Başgil’in Batı’yla yolu lise yıllarında Paris’te kesişir. Önce hukuk alanında lisans tahsilini tamamlayan Başgil, akabinde Paris Hukuk Fakültesi’nden 1926 yılında doktora derecesini alır. Doktora tezini, çiçeği burnunda Cumhuriyet’in kurucu lideri Mustafa Kemal’e ithaf eden Başgil, aynı zamanda Paris Siyasî İlimler Okulu ve Edebiyat Fakültesi Felsefe Bölümünden de mezun olmuş; ayrıca Lahey Devletler Hukuku Akademisi’nde derslere devam etmiştir (Kayacı ve İçener, 2023: 84).

1929 yılında yurda dönen Başgil, önce Ankara Hukuk Fakültesi’nde Roma Hukuku Profesörü, ardından İstanbul Üniversitesi’nde Anayasa Hukuku Profesörü olarak akademik çalışmalarını sürdürür. 1937 yılına geldiğimizde, Hatay sorununun çözümü için Cenevre’de toplanan komisyonda, Türk delegasyonunun hukuk müşavirliği görevini üstlenir (Kayacı ve İçener, 2023: 85).

Cumhuriyetin yeni kurulduğu dönemde, ferdî teşebbüs imkânlarının yetersizliği ve İkinci Dünya Savaşı’nın ayak sesleri nedeniyle devletçi bir yaklaşım sergileyen Başgil’in düşünce sistemi, 1940’lardan itibaren liberal eksene kayar ve ferdî hürriyetlerin korunması ve garanti altına alınması odaklı bir yaklaşımı benimser (Tanör, 2010: 93). 1935 yılında basılan Esas Teşkilât Hukuku Dersleri (bugünkü anlamıyla Anayasa Hukuku Dersleri) adlı eserinde; devletin ve hâkimiyetin esasını, vatandaş-devlet ilişkilerini ve demokrasi ile demokrasiye karşı direnen devlet sistemlerini ele alır. Hür Fikirleri Yayma Cemiyeti’nin kuruculuğunu Ahmet Emin Yalman ile birlikte üstlenen Başgil, muhtelif gazete ve dergilerde kaleme aldığı makale ve konferans metinlerini Demokrasi Yolunda ismiyle yayımlar (Kayacı ve İçener, 2023: 86).

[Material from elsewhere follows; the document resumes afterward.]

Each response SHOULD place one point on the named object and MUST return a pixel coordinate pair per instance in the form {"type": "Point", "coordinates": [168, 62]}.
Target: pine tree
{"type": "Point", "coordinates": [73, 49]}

Başgil, hem fikir hem de aksiyon adamıdır. 1960 darbesinin ayak seslerini önceden duyan Başgil, Menderes’in Tahkikat Komisyonları’nı kurmasının ardından Çankaya Köşkü’nde Menderes ve arkadaşlarıyla bir araya gelir ve onları uyarır. Hükûmetin istifa etmesinin ve kurulacak yeni hükûmette Demokrat Parti ile Cumhuriyet Halk Partisi vekillerinin birlikte yer almasının tek çıkar yol olduğunu belirtir. Bu durumda darbeye lüzum kalmayacağı yönündeki düşüncesini Demokrat Parti’nin ileri gelenleriyle paylaşır, ancak olumlu bir netice alamaz (Başgil, 2018: 76). Sonrası malum.

Başgil’in müderris tedrisatından geçmiş olması ve din ile maneviyatı, Batı’nın liberal demokrasi kazanımlarıyla harmanlama yönündeki dünya görüşü, statükoyu rahatsız eder. İstanbul Üniversitesi talebelerinin, hocalarının “gerici” olduğu gerekçesiyle topladığı imzalar üzerine, darbecilerin İstanbul Valisi Refik Tulga, Başgil’den bu ithamlara cevaben bir savunma talep eder.

Bunun üzerine Başgil fakültedeki görevinden istifa eder, ancak Fakülte Profesörler Kurulu bu istifayı kabul etmeyip Başgil’i yeniden göreve döndürür. Ancak takip eden süreçte, Millî Birlik Komitesi’nin kabul ettiği kanuna dayanılarak 147 öğretim üyesi görevinden uzaklaştırılır (Kayacı ve İçener, 2023: 88). Başgil de meşhur “147’likler” arasındadır.

Cuntacılar, anayasa yapmakla görevli Kurucu Meclisi eleştirilerden muaf tutmak amacıyla, bu meclisin hiçbir şekilde eleştirilemeyeceğine ilişkin bir mevzuatı yürürlüğe koyar. Ancak Başgil, eleştirilerini sürdürdüğü gerekçesiyle tutuklanır ve cezaevine konulur.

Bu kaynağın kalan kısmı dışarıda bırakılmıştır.